Duke radiation oncologist Manisha Palta, MD, Duke radiation oncology postdoctoral associate Chang-Lung Lee, PhD, Duke radiation oncologist David Kirsch, MD, PhD, and MD Anderson Cancer Center cardiologist Syed Wamique Yusuf, MBBS, MRCPI, FACC, in another chapter of the book, lay out the potentially cardio-toxic impact of radiation therapy on the heart, with a specific focus on data from Hodgkin lymphoma and breast cancer survivors.

Duke cardiologist/cardio-oncology specialist Michel Khouri, MD, together with Duke cardiologist/cardiac MRI specialist Igor Klem, MD, former Duke cardiology fellow Chetan Shenoy, MBBS, and oncology colleagues from the University of Ottawa, author a chapter on the importance of screening and monitoring for cardiotoxicity.

“When cancer patients come in, I evaluate if they are at higher risk for developing heart disease or complications and intervene to help prevent any issues, including prescribing treatments,” said Khouri who gets patient referrals from a range of oncologists, including Kimmick. “By protecting the heart, it allows us to treat our patients’ cancers as aggressively as possible.”

Kimmick said as an oncologist she’s always weighing the risks of side effects, including to the heart, with the benefits of treatment. The risks and benefit ratios vary depending on the stage of cancer.

“In some cases, we might take a little more risk to get more cancer control, and longer life and fewer symptoms because the medicine is controlling the cancer,” said Kimmick.

What’s Next?

Often, by the time a book is published, it’s already time to get started on the next one, but Kimmick said she’s mainly focused on research projects that will add to the literature in the field of cardio-oncology, so that there will be “more information to guide management of patients.”

This includes her participation, with Duke research cardiologist Chiara Melloni, MD, MHS (a co-author of a chapter on the management of patients with coronary disease and cancer), in a Food and Drug Administration (FDA) group, made up of clinicians and industry-based researchers, who are designing parameters for clinical trials that account for cardiovascular side-effects during drug development.

There’s already a strong history of clinical collaboration between cardiology and oncology at Duke.

The Duke Cardio-Oncology News newsletter, jointly published by Duke Cancer Institute and the Duke Division of Cardiology since August 2015, showcases the growth of homegrown research in the field, to which Kimmick and many others are continuing to contribute.

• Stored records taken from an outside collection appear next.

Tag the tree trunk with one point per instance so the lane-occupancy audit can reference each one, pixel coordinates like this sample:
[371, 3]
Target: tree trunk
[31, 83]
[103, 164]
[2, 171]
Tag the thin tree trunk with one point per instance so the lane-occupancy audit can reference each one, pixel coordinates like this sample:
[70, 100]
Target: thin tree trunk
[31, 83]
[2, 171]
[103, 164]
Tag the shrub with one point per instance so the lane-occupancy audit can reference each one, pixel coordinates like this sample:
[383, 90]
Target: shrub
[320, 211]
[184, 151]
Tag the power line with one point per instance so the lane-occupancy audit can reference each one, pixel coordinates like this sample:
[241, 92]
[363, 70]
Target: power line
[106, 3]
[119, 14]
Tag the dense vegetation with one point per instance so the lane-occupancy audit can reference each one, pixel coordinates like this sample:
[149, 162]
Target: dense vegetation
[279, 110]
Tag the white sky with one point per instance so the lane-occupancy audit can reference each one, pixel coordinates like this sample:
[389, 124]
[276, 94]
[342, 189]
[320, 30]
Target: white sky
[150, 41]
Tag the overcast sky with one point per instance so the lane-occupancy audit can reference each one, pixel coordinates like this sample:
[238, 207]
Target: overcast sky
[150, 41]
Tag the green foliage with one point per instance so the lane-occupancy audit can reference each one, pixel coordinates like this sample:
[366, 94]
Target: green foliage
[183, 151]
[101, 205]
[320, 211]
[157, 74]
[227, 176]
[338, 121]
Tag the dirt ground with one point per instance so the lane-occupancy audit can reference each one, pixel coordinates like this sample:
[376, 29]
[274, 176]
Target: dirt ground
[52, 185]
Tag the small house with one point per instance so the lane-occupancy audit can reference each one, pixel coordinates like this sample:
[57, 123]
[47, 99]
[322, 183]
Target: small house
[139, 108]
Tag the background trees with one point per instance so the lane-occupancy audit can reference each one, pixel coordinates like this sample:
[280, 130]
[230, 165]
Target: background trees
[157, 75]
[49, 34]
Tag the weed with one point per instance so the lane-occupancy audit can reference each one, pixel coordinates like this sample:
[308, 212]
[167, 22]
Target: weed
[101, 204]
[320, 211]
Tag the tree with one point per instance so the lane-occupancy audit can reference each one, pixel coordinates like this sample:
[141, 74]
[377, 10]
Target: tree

The aforementioned Melloni, Kimmick, Harrison, and Khouri, as well as Pamela Douglas, MD, James Abbruzzese, MD, Kathryn Pollak, PhD, Michaela Dinan, PhD, and Steven Patierno, PhD, have formed a Duke-based cardio-oncology working group. The group is building a cardio-oncology program — a joint collaboration of the Duke Cancer Institute, the Duke Division of Cardiology and the Duke Clinical Research Institute — that includes both clinical and research components.

There’s an online version of “Cardio-Oncology: The Clinical Overlap of Cancer and Heart Disease” for sale, which includes extra features, and the hardcover (319 pages) is available from the publisher (Springer) and through Amazon. The book is also available for purchase at the Duke Medical Center bookstore.